In deze zaak heeft de Rechtbank Rotterdam op 21 december 2017 uitspraak gedaan in een strafzaak tegen een verdachte die werd beschuldigd van ontucht met de zevenjarige kleindochter van zijn echtgenote. De verdachte werd bijgestaan door mr. E. van Veenendaal. De officier van justitie, mr. J.B. Wooldrik, eiste een gevangenisstraf van 12 maanden, waarvan 3 maanden voorwaardelijk, en een contactverbod met het slachtoffer. De rechtbank heeft het bewijs tegen de verdachte zorgvuldig gewogen, waarbij zij opmerkte dat zedenzaken vaak moeilijk te bewijzen zijn, omdat er meestal slechts twee personen bij de vermeende handelingen aanwezig zijn: het slachtoffer en de verdachte. De rechtbank concludeerde dat de verklaring van het slachtoffer, [naam slachtoffer], onvoldoende steun vond in ander bewijsmateriaal. De verklaringen van het slachtoffer vertoonden inconsistenties en er was weinig aanvullend bewijs om de beschuldigingen te onderbouwen. De rechtbank oordeelde dat er te veel twijfel bestond over de juistheid van de verklaringen van het slachtoffer, waardoor de verdachte niet overtuigend kon worden bewezen dat hij de ontuchtige handelingen had gepleegd. Daarom sprak de rechtbank de verdachte vrij van de tenlastegelegde feiten. Daarnaast werd een in beslag genomen harde schijf, waarop kinderpornografisch materiaal was aangetroffen, onttrokken aan het verkeer. De benadeelde partij, vertegenwoordigd door de moeder van het slachtoffer, werd niet-ontvankelijk verklaard in haar vordering tot schadevergoeding, omdat de verdachte niet was veroordeeld voor het ten laste gelegde feit.

Uitspraak

Rechtbank Rotterdam

Team straf 1
Parketnummer: 10/812015-16
Uitspraakdatum: 21 december 2017
Tegenspraak
Vonnis van de rechtbank Rotterdam, meervoudige kamer voor strafzaken, in de zaak tegen de verdachte:
[naam verdachte] ,
geboren te [geboorteplaats verdachte] op [geboortedatum verdachte] ,
ingeschreven in de basisregistratie personen op het adres
[adres verdachte] , [woonplaats verdachte] ,
bijgestaan door mr. E. van Veenendaal, advocaat te Rozenburg (Z.-H.).

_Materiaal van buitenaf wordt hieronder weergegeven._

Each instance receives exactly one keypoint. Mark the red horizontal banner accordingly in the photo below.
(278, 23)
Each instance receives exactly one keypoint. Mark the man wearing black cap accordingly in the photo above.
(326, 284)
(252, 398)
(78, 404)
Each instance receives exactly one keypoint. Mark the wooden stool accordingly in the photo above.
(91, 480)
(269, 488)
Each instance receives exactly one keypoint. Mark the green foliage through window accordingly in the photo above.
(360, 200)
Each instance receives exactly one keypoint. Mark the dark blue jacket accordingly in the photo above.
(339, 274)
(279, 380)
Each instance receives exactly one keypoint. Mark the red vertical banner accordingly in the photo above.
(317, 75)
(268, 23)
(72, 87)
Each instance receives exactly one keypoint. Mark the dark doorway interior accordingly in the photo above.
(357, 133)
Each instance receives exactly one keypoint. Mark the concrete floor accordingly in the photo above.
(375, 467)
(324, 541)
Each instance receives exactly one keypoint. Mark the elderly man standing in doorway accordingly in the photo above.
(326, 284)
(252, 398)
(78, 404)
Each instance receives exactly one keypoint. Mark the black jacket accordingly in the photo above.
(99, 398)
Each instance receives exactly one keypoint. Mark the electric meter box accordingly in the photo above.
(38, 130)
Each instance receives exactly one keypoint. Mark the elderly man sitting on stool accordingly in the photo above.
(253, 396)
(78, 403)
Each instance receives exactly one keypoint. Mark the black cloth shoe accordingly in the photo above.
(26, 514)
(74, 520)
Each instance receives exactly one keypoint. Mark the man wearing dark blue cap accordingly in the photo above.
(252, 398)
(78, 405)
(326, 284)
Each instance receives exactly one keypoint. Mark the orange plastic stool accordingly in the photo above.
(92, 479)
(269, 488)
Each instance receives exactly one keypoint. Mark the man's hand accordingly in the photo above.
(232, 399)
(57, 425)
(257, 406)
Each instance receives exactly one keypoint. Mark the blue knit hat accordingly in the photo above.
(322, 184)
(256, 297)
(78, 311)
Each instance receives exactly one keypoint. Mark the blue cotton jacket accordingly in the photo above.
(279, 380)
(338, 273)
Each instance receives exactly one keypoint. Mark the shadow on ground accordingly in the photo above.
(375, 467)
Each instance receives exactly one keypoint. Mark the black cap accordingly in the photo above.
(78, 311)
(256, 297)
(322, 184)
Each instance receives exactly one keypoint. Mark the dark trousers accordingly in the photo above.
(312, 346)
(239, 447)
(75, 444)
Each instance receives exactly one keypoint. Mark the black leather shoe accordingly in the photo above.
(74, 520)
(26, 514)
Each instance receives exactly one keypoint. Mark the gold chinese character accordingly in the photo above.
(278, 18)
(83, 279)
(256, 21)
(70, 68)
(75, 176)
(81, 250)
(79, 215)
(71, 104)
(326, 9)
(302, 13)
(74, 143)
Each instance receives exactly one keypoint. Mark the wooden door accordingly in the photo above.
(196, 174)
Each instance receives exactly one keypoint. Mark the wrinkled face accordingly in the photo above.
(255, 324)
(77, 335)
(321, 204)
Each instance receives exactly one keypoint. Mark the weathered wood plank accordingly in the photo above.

1.Onderzoek op de terechtzitting

Gelet is op het onderzoek op de terechtzitting van 7 december 2017.

2.Tenlastelegging

Aan de verdachte is ten laste gelegd hetgeen is vermeld in de dagvaarding.
De tekst van de tenlastelegging is als
bijlage Iaan dit vonnis gehecht.

3.Eis officier van justitie

De officier van justitie mr. J.B. Wooldrik heeft gevorderd:
  • bewezenverklaring van het ten laste gelegde;
  • veroordeling van de verdachte tot een gevangenisstraf voor de duur van 12 maanden, met aftrek van de tijd in verzekering doorgebracht, waarvan 3 maanden voorwaardelijk, met een proeftijd van 2 jaar en als vrijheidsbeperkende maatregel dat de verdachte gedurende de proeftijd op geen enkele wijze – direct of indirect – contact zal opnemen met [naam slachtoffer] en/of met haar ouders.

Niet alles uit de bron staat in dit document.